I am 18 years old. I be­long to the mas­sacre gen­er­a­tion

The Wichita Eagle (Sunday) - - Opinion - BY JU­LIA SAVOCA GIB­SON

It was last Satur­day when it hit me that my en­tire life has been framed by vi­o­lence.

I don’t re­mem­ber be­ing born on Jan. 28, 2000, and I don’t re­mem­ber be­ing 1 1/2 years old when 9/11 hap­pened. I don’t re­mem­ber the panic of my mother as she stepped out­side our house in Wash­ing­ton and smelled the smoke of the burn­ing Pen­tagon. I don’t re­mem­ber her know­ing I would grow up in a changed world.

But I re­mem­ber other things. I re­mem­ber be­ing 7 and see­ing adults who were sad, an­gry, shocked af­ter some­thing ter­ri­ble hap­pened at Vir­ginia Tech. I re­mem­ber not know­ing why. I re­mem­ber the lock­down drills at my el­e­men­tary school, the help­ful signs in every class­room telling us where to hide in case of a “Code Blue,” which meant ac­tive shooter.

I re­mem­ber be­ing in sev­enth grade, and I re­mem­ber my teacher look­ing up from her com­puter, pale, and run­ning out of the room with­out a word dur­ing a quiz. I re­mem­ber her walk­ing back in, tears streaking her face, as she told us there had been a shoot­ing in New­town, Con­necti­cut, where her grand­chil­dren lived. I re­mem­ber her telling us they were all right, and I re­mem­ber think­ing of my lit­tle brother in his sec­ond-grade class­room and feel­ing my stom­ach churn.
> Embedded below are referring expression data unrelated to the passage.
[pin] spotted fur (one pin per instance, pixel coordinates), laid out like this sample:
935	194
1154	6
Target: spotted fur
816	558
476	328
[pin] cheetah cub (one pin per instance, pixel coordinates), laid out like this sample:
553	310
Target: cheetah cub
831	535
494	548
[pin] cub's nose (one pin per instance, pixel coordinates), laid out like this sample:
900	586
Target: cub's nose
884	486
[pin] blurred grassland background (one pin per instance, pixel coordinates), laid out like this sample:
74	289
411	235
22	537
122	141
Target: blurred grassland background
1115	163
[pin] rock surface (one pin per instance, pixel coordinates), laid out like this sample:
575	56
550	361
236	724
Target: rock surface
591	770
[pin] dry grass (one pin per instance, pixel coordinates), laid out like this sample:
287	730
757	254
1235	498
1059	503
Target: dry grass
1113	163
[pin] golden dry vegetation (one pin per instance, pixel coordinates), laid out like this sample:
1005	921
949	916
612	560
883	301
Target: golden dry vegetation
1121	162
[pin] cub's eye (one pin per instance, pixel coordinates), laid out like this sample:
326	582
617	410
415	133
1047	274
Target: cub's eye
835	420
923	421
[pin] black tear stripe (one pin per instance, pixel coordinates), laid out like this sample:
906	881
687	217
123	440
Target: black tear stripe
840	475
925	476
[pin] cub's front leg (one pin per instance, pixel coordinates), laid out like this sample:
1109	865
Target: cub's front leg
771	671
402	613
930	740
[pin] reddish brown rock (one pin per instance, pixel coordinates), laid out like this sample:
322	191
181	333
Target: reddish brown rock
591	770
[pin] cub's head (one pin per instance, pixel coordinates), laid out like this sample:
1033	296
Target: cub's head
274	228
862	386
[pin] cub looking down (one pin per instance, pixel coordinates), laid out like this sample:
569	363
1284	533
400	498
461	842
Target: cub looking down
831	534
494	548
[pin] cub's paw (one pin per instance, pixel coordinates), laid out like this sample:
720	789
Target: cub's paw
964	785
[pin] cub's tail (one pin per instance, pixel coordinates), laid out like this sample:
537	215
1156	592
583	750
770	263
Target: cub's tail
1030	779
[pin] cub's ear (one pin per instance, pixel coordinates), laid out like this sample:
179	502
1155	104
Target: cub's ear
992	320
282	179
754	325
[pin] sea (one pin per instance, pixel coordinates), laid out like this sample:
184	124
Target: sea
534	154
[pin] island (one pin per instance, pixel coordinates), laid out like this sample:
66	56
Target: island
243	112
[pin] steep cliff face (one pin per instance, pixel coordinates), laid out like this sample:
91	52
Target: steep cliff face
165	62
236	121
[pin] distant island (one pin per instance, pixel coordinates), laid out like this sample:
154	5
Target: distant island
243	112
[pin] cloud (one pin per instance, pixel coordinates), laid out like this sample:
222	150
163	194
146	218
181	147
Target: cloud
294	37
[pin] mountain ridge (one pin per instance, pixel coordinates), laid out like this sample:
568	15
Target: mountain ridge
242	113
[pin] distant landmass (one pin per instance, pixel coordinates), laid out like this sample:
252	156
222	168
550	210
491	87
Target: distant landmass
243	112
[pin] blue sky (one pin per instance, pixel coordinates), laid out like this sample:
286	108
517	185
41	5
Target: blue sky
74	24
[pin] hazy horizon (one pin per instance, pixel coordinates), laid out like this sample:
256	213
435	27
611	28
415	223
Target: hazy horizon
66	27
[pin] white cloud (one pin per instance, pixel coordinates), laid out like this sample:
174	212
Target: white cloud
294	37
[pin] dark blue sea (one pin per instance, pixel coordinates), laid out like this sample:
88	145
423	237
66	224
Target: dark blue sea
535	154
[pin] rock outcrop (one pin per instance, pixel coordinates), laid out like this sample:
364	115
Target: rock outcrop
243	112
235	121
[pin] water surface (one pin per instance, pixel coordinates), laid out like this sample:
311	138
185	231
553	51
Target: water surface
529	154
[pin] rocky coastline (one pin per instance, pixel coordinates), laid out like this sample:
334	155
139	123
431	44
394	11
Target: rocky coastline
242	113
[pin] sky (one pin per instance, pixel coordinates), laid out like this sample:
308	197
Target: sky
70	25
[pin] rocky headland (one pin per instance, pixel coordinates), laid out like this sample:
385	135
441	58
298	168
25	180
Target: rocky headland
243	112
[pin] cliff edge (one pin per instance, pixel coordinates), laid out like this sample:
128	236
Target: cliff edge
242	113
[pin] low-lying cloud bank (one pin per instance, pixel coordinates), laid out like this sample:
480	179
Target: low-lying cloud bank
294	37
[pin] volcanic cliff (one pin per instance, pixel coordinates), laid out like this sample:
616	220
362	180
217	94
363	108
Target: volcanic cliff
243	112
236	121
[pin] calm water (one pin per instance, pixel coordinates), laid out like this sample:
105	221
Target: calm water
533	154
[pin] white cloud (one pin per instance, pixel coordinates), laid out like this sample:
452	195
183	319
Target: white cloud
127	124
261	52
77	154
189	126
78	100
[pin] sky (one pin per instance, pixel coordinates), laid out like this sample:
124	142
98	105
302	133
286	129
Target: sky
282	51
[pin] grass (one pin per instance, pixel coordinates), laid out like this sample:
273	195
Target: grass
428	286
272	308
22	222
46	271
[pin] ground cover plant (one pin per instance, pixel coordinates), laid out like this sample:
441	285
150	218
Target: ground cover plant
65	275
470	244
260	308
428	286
I re­mem­ber walk­ing into my high school the day af­ter the night­club shoot­ing in Or­lando, Florida, and see­ing one of my gay friends sit­ting limply in a chair, eyes hol­low. I re­mem­ber sob­bing. Of­ten, I re­mem­ber sob­bing.

I re­mem­ber Park­land the most clearly. I re­mem­ber the si­lence. No one talked about it the morn­ing af­ter. No teach­ers men­tioned it. I re­mem­ber talk­ing to my friend Max about how odd it was that no one said any­thing. I re­mem­ber him gather­ing our friends to or­ga­nize a walk­out. I re­mem­ber walk­ing out, and I re­mem­ber the si­lence of the crowd of stu­dents stand­ing out­side in the March cold. I re­mem­ber the crackle of the mega­phone we used as we read one name of one vic­tim every minute. I re­mem­ber those 17 min­utes.

I re­mem­ber go­ing with two friends last Fri­day to a Shab­bat ser­vice in the spare room of a lo­cal Methodist church, spon­sored by my col­lege’s Jewish or­ga­ni­za­tion Hil­lel. I re­mem­ber my friend Lucy lead­ing the prayers, with her singing and play­ing gui­tar, and I re­mem­ber my valiant at­tempts to sing along us­ing the translit­er­a­tions below the He­brew in the books they’d handed out. I re­mem­ber get­ting kosher din­ner with them af­ter­ward as they ex­plained to me how and why kosher food was a thing. I re­mem­ber them de­scrib­ing the dif­fer­ent kinds of Ju­daism they all came from.

I re­mem­ber wak­ing up on Satur­day morn­ing and see­ing the news about the fa­tal shoot­ing at the Tree of Life syn­a­gogue in Pitts­burgh on my phone. I re­mem­ber the sad­ness, shock, anger. I re­mem­ber the haunt­ing thought that the shooter might have gone to our ser­vice in­stead, or could go to the next one. I re­mem­ber the look in my Jewish friends’ eyes.

And it was then that I re­mem­bered ev­ery­thing at once. I re­mem­bered all the vi­o­lence loom­ing around me, and my friends, and my en­tire gen­er­a­tion. I re­mem­bered that for any­one born near the year 2000, this is all we’ve ever known.

I re­mem­ber fill­ing out my ab­sen­tee bal­lot a few weeks ago. I re­mem­ber vot­ing, hop­ing that weeks, years, decades from now I’d be able to re­mem­ber that we changed.